EWA can stand for Early Wage Access or Earned Wage Access. Both are very similar and written very similar, but the potential impact is entirely different, with sometimes devastating effects for the end user.
Most popular in Anglo-Saxon countries, the Early Wage Access provides people with a sum of money for the time they have or have not worked. Behind the scenes, people using an early wage access service are signing up for a loan. Unsurprisingly, some call it "a Cousin to Payday Loans".
Providers tend to charge up to 5% of the withdrawn amount (equivalent to an effective annualised interest rate of between 60-120%).
This is not what I would call a promising enabler of improved financial well-being, even though it can prevent people from exceptionally touching their savings.
On the other hand, we have Earned Wage Access, also called On-Demand Wage Access, which is different in the sense that people signing up for this service can only withdraw what they earned so far, AND there is no need to pay back the loan since they never signed up for a loan. It is what it says: an early payment of a tranche of the salary. At the regular payday, they are transferred the remaining amount as their salary.
The majority of EWA providers have built an Earned Wage Access service.
As we explained in our earlier blog, Earned Wage Access is perceived as a valuable tool by companies to work on employee's financial well-being. Today, mainly used and promoted in the United States, these services are growing in other regions like Europe, the Middle East and Africa.

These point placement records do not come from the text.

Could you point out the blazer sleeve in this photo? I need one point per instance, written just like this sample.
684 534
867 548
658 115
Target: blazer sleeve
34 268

The business case for employers to invest in Earned Wage Access Solutions is simple. A study by Map My Plan showed that people under financial stress may spend up to 10% of their time at work thinking about their financial issues, $60 billion translated in concrete numbers. The costs get even worse if the mental stress affects people's physical stress, leading to absenteeism, and worst case, replacement, finding new talent and training them again.
Moreover, job seekers are twice as likely to accept a lower salary at an employer that provides Earned Wage Access.
Although it is clearly not a credit provider, and it can have an absolutely positive effect if used wisely, the fact is that people in financial trouble require structural support to get out of their financial situation. People with structural financial problems will at best only delay thie financial stress with a few days or weeks by getting part of their salary earlier.
To avoid abuse, most providers only allow people to withdraw, for example, up to 60%. Luckily, there are exceptions in the market that have embraced values and ethics for a meaningful transformation.
The industry should go further, though. In that respect, I like Rie's vision: "Creating this financial awareness is at least as necessary as access to early pay", explained Rie Sordo De Cock, Founder and CEO. "The financial awareness that Scudi brings should make people feel more in control of their finances, leading to better financial and general well-being."
With the power of AI and ecosystem thinking, there is much more to be done, like easy detection of people in financial troubles through pattern detections and to connect them with support organisations, example, but that is for another story.
My point of the context is that I kept writing about Early Wage Access in the initial blog when it should have been Earned Wage Access.
One can build your credit score; the other can only build credit.
One safeguards your future savings buffer; the other one affects your future expenses.
One is increasingly adopted by employers as an employee retention tool, and the other one is a Payday loan, increasing financial stress.
So there we go: my apologies for confusing you the last time we spoke about EWA.